Core Concepts
A control-theoretic approach to efficiently adapt a trained model to new data without forgetting the previously learned samples.
Abstract
The paper introduces a novel control-theoretic approach to fine-tuning and transfer learning for supervised learning tasks. The key contributions are:
Formulation of the fine-tuning problem as a control problem of steering an ensemble of points (training samples) to their corresponding labels. This allows leveraging control theory concepts and techniques.
Development of an iterative algorithm called "Tuning without Forgetting" that can efficiently adapt a trained control function (model) to an expanded training set. The algorithm ensures the model retains performance on previously learned samples while learning the new ones.

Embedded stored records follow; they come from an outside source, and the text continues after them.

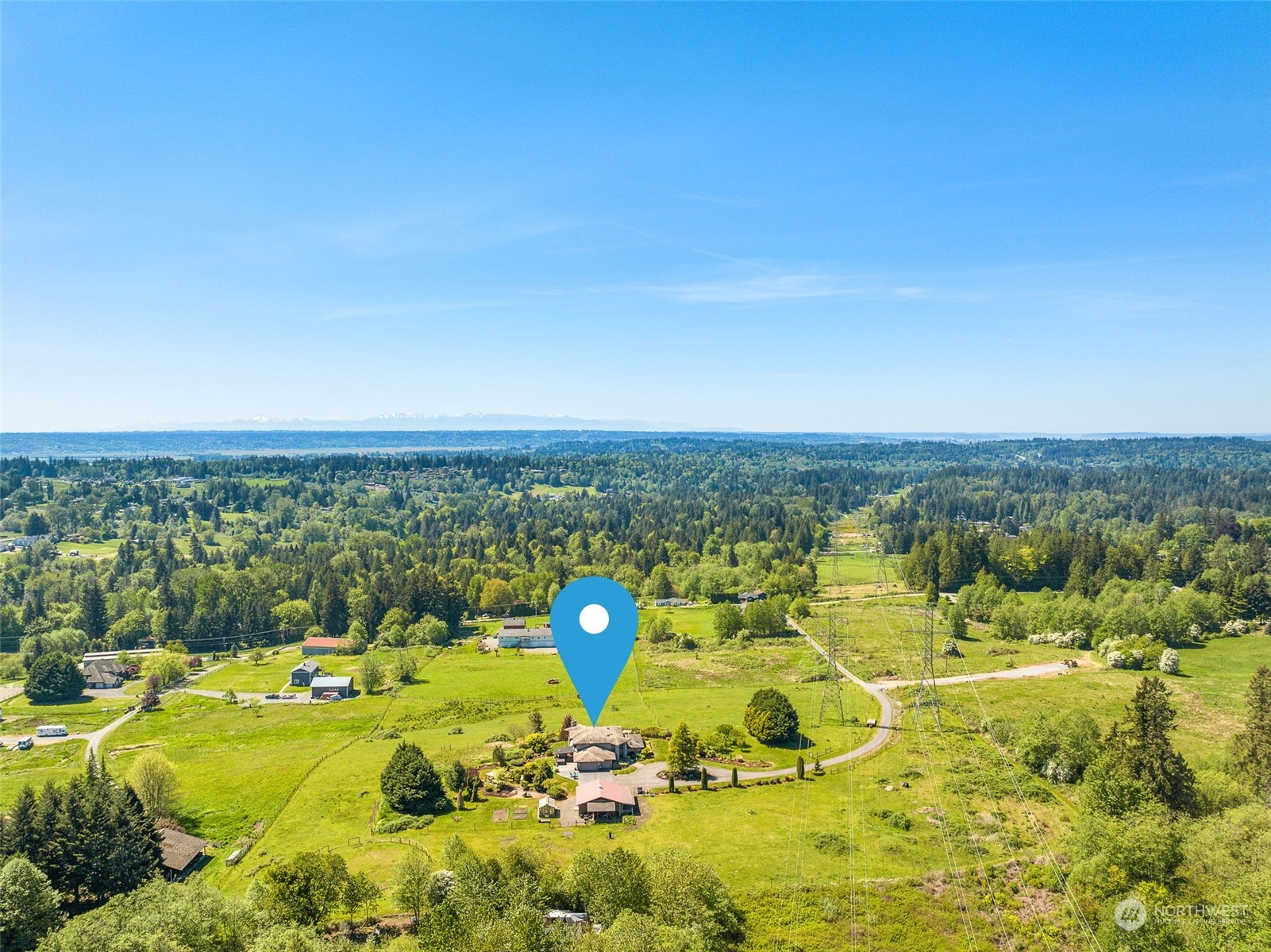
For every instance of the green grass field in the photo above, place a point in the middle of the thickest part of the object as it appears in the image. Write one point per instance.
(882, 641)
(1209, 694)
(37, 767)
(306, 777)
(22, 716)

Theoretical analysis showing the proposed algorithm satisfies the "tuning without forgetting" property up to the first order. This means the algorithm can update the control function to steer new samples to their targets without significantly changing the mapping for the previously learned samples.

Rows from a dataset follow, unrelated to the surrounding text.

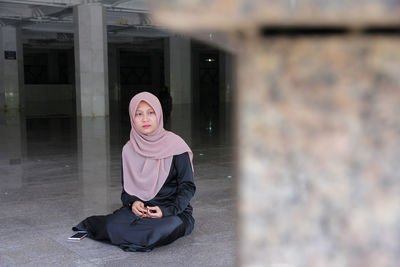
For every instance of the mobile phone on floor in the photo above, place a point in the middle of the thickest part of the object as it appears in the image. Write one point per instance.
(77, 236)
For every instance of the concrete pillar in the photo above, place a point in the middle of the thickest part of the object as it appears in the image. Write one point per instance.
(114, 73)
(91, 60)
(317, 127)
(12, 147)
(180, 70)
(94, 161)
(166, 63)
(11, 68)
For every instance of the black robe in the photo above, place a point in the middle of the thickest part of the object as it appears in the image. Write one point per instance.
(133, 233)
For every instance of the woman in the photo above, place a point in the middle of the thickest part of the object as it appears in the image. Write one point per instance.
(157, 172)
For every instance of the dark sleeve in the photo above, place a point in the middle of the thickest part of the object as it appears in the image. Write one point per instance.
(126, 199)
(185, 184)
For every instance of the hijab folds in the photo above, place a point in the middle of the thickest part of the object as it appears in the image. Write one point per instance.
(147, 159)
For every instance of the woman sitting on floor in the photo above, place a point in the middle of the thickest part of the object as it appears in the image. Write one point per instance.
(158, 185)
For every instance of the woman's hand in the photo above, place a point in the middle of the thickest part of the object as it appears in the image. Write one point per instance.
(154, 212)
(139, 209)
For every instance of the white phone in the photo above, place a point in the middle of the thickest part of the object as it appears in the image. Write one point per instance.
(78, 236)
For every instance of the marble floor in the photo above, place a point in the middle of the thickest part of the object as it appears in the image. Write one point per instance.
(55, 171)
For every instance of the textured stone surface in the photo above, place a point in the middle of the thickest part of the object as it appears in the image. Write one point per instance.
(318, 129)
(319, 148)
(229, 15)
(56, 171)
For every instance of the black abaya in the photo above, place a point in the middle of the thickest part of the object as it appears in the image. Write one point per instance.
(132, 233)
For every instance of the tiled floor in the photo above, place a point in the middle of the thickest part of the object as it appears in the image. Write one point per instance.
(56, 171)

Comparison to the existing "M-folded" method, which scales quadratically with the training set size. The proposed approach has a linear complexity, making it more scalable.
Numerical experiments demonstrating the effectiveness of the control-theoretic fine-tuning approach compared to a penalty-based fine-tuning method from the literature.
The paper presents a novel control-theoretic perspective on the important problems of fine-tuning and transfer learning, offering an efficient and scalable solution with theoretical guarantees.